Re: Recovering a RAID6 after all disks were disconnected

"John Stoffel" <john@xxxxxxxxxxx> · Wed, 7 Dec 2016 09:31:26 -0500

Giuseppe> my situation is the following: I have a small 4-disk JBOD that I use
Giuseppe> to hold a RAID6 software raid setup controlled by mdraid (currently
Giuseppe> Debian version 3.4-4 on Linux kernel 4.7.8-1

Giuseppe> I've had sporadic resets of the JBOD due to a variety of reasons
Giuseppe> (power failures or disk failures —the JBOD has the bad habit of
Giuseppe> resetting when one disk has an I/O error, which causes all of the
Giuseppe> disks to go offline temporarily).

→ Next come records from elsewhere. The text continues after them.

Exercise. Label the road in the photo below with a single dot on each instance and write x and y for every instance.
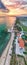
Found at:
(5, 58)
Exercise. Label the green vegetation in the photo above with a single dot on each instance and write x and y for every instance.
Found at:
(24, 37)
(4, 37)
(13, 57)
(19, 26)
(24, 28)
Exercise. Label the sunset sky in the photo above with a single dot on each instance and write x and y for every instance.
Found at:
(15, 9)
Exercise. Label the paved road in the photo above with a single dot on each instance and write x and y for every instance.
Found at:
(5, 58)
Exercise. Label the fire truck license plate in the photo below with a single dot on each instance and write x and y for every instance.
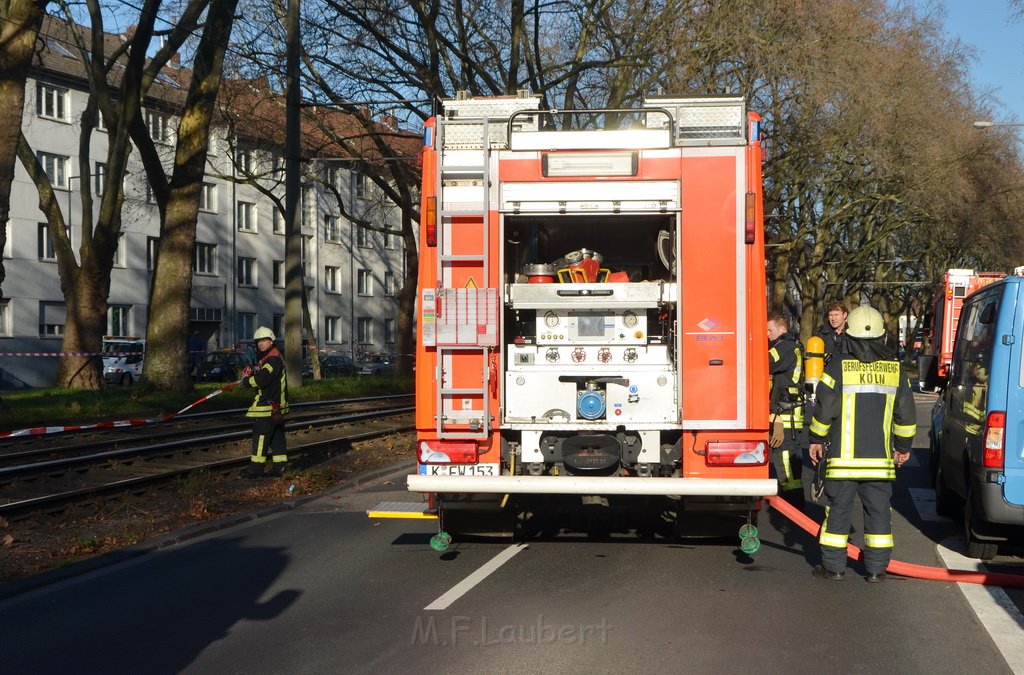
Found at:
(459, 469)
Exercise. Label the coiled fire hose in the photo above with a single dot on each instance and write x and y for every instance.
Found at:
(896, 566)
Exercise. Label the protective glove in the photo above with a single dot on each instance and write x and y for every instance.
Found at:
(777, 433)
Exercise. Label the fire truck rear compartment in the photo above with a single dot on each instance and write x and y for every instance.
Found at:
(591, 379)
(627, 243)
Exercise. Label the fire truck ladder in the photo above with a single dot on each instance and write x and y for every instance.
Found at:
(461, 134)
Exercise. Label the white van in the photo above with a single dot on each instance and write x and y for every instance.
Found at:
(123, 359)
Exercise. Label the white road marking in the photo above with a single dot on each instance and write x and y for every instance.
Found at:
(924, 501)
(991, 604)
(468, 583)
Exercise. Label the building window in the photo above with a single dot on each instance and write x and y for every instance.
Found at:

Please toss that JBOD out the window!  *grin*

Giuseppe>  When this happens, all the disks get kicked from the RAID,
Giuseppe> as md fails to find them until the reset of the JBOD is
Giuseppe> complete. When the disks come back online, even if it's just
Giuseppe> a few seconds later, the RAID remains in the failed
Giuseppe> configuration with all 4 disks missing, of course.

Giuseppe> Normally, the way I would proceed in this case is to unmount
Giuseppe> the filesystem sitting on top of the RAID, stop the RAID,
Giuseppe> and then try to start it again, which works reasonably well
Giuseppe> (aside from the obvious filesystem check that is often
Giuseppe> needed).

Giuseppe> The thing happened again a couple of days ago, but this time
Giuseppe> I tried re-adding the disks directly when they came back
Giuseppe> online, using mdadm -a and confident that since they _had_
Giuseppe> been recently part of the array, the array would actually go
Giuseppe> back to work fine —except that this is not the case when ALL
Giuseppe> disks were kicked out of the array! Instead, what happened
Giuseppe> was that all the disks were marked as 'spare' and the RAID
Giuseppe> would not assemble anymore.

Can you please send us the full details of each disk using the
command:

  mdadm -E /dev/sda1

Where of course 'a' and '1' depend on whether or not you are using
whole disk or partitioned disks for your arrays.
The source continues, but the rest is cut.